こうすることで、ローカルのポートに対するネットワークアクセスがEC2インスタンスの特定ポートにフォワードされるようになります。

Dockerからの接続

ローカルでの開発環境構築にDockerを用いている方は多いと思います。ローカルから先ほどのポートフォワードを使用するためには一度localhostにルーティングする必要がありますが、先ほどの図のように、各種マイクロサービスへのアクセスをALBでルーティングすることを考えると、ホストヘッダーはAWS環境の設定に合わせておく必要があります。

例)ALBのListener Ruleで「ホストヘッダーがhoge.private.netの場合にマイクロサービスAにルーティングする」という設定がある場合、ローカルからのアクセスでhostをlocalhostにしてしまうと、ポートフォワードでEC2インスタンスにアクセスするまではいいものの、Listener Ruleに適合できずマイクロサービスにアクセスできなくなってしまいます。

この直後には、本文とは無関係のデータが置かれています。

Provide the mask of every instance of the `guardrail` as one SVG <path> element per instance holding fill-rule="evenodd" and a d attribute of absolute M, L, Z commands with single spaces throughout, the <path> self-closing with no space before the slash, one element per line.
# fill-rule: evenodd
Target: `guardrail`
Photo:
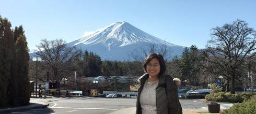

ここでは、Dockerコンテナ内の/etc/hostsを書き換えることを考えます。

Dockerコンテナではhost.docker.internalというDNSを用いてホストへの名前解決を行う仕組みがあり、

コンテナ内部からnslookupを実行することで、解決先のIPアドレスを確認することができます(このIPアドレスはローカル環境やDockerエンジンなどによって異なるようです)。

$ docker container exec -it container-name sh
/myContainer # nslookup host.docker.internal
Server:         127.0.0.xx
Address:        127.0.0.xx:yy

Non-authoritative answer:

Non-authoritative answer:
Name:   host.docker.internal
Address: 192.168.xxx.yyy

/etc/hostsを編集し、各種マイクロサービスに向けて利用したいhostをこのIPに解決させてやることで、ホストヘッダーを保ったままローカルへのフォワードを行うことができます。

/myContainer # cat /etc/hosts
127.0.0.1       localhost
()
192.168.xxx.yyy    hoge.private.net

docker-composeを利用して/etc/hostsを編集する方法は以下です。

docker-compose.yml
services:
  service:
    build:
        ...
    extra_hosts:
      - "hoge.private.net:192.168.xxx.yyy"

ポートフォワードを利用する都合上、エンドポイントにはポート番号を付与する必要はあります。

.envの変更例
- SERVICE_A_ENDPOINT=http://hoge.private.net
+ SERVICE_A_ENDPOINT=http://hoge.private.net:{ポートフォワードで使用するローカルのポート番号}

ここまでの手順を踏むことで、ローカルのDockerコンテナ→EC2インスタンス→Private Hosted Zone→ALB→マイクロサービスという接続を確立することができます!

まとめ

マイクロサービス間の通信にはPrivate Hosted Zoneを利用して安全な接続を確立させることができますが、ローカルから単純にアクセスすることができない問題がありました。
そしてこれを解決する手段として、AWS Systems Manager Session Managerを利用したポートフォワードとホスト名解決、Dockerを用いる場合の注意点に触れ、ローカルの開発環境からの接続方法について説明してきました。

これでローカルでの開発サイクルを爆速で回すことができますね!

今後皆さんに、快適なAWSライフが訪れることを祈って。